The past year has threatened all of these factors in different ways. Belonging has taken the most obvious hit: work has become a far less social experience with a small pool of colleagues seen through a screen each day. 

 

Competence will have been affected by the switch to new and unfamiliar working practices, as well as the pressure that comes with responding to a crisis situation. Our ability to connect the meaning of our work to our personal values is also limited by our separation from colleagues and customers.

Even autonomy, which for many people will have increased as they just get on with tasks, may have gone down for some. Without a trusting relationship with managers, the pressure to be constantly available and responsive – even late into the evening – may be forcing employees to forgo the main benefit of working from home – flexibility. 

Managers need to be able to tune into the unique circumstances of their people in order to understand what factors might be affecting their intrinsic motivation.

Businesses should recognise and support the crucial role that managers play in shaping a motivational environment for their direct reports.

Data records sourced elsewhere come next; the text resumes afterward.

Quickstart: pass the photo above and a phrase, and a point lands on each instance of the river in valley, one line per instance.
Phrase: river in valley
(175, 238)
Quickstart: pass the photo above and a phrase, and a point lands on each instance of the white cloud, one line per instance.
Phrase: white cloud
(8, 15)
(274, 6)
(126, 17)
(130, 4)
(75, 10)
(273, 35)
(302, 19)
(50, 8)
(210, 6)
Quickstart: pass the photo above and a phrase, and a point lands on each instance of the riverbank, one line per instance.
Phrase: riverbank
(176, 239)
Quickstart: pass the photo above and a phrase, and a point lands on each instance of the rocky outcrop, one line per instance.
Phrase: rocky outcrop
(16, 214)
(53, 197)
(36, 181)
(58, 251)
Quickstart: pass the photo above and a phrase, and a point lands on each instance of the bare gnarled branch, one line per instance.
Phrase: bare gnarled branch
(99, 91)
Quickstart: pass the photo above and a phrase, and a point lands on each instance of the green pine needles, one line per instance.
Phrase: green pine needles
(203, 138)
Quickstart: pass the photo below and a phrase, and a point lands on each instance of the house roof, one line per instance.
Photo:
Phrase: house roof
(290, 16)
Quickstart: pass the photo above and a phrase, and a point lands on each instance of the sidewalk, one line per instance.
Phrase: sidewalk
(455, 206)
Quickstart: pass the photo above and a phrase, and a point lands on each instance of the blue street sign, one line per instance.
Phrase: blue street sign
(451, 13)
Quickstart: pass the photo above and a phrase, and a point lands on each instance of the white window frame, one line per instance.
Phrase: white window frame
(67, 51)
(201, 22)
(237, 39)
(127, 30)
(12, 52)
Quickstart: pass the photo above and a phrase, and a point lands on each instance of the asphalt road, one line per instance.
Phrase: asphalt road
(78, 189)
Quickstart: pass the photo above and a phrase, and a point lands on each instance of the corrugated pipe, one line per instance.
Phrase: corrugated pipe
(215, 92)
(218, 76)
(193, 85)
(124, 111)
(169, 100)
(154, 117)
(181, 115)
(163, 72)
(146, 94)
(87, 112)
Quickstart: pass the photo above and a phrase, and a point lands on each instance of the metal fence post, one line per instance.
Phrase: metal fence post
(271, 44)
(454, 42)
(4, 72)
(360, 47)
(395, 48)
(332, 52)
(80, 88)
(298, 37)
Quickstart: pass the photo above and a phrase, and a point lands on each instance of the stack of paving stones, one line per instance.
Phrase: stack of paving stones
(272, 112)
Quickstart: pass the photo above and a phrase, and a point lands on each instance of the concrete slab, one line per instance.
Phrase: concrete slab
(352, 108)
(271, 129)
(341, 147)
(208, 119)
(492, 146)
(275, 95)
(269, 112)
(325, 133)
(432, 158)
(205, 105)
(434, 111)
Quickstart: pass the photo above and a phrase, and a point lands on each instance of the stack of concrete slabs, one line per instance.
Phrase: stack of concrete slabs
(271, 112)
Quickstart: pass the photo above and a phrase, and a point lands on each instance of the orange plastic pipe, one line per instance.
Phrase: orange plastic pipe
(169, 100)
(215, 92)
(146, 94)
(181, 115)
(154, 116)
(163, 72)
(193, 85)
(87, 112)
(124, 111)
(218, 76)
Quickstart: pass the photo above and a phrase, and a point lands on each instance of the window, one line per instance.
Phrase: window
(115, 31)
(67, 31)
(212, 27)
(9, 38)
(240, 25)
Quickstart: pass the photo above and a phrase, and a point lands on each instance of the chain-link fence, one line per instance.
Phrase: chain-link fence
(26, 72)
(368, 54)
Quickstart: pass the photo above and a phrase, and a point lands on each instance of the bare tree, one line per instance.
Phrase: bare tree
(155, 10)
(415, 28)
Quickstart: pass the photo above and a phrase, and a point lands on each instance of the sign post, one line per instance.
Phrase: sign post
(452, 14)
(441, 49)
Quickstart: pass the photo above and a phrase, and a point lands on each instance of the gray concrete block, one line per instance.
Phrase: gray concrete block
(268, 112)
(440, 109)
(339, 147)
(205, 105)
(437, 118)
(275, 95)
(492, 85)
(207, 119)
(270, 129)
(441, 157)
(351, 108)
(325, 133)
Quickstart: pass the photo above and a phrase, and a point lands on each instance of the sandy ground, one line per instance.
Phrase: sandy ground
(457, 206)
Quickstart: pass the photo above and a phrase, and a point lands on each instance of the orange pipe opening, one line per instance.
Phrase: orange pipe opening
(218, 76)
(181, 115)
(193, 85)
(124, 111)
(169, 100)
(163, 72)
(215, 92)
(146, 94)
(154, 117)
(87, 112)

This could involve workshops on vital remote managerial skills (like emotional intelligence or wellbeing coaching skills), one-to-one advice sessions, and role modelling good management from the top. 

Remember that managers are not immune to the challenges outlined above either – they need the same support from their leaders.

Building trust

86% of employees agree that there is a positive impact on their performance if their manager trusts them. In the hybrid working world, trust is going to be the foundation of performance on an individual and an organisational level. Businesses won’t necessarily be able to rely on personal relationships oiling the wheels on intra-team projects; they need to inculcate trust, and managers are the key to this.

When we think about trust, it is vital that we think about the context of 2020. Many organisations will have had to make difficult decisions and make people redundant, undermining the sense of security among the ‘survivors’. 

Managers have a challenging role as a conduit between the business and the front-line employees, but if they get it right then they can start to heal the hurt that comes with business restructuring.

Like intrinsic motivation, trust has four psychological components: credibility, reliability, intimacy, and self-interest. The first three improve trust as they increase, but the latter damages it; someone could be great at what they do but if everyone knows it’s just a front to further their own agenda, trust will be low.

To help to build trust, managers should create a culture of disclosure and feedback within their teams. When working with struggling teams, one of the biggest barriers to trust is the suspicion that members aren’t honest with one another. Get your people used to talking about what is affecting their mood and performance. 

This will make people feel comfortable giving motivational and developmental feedback more regularly by creating a more open and intimate atmosphere. Managers may need to role model this at first, but it will eventually pay dividends.

Conclusion

In every business, employees have faced a variety of barriers to performance during the pandemic, not least a lack of motivation and trust within the business. In order to navigate employees into the new working norms, managers must be more emotionally available than ever before, something that won’t come naturally to many of them. 

As such, organisations must support their managers to adapt to the hybrid working environment through training and communication. Failure to do so risks leaving motivation and trust behind as relics of the pre-pandemic world.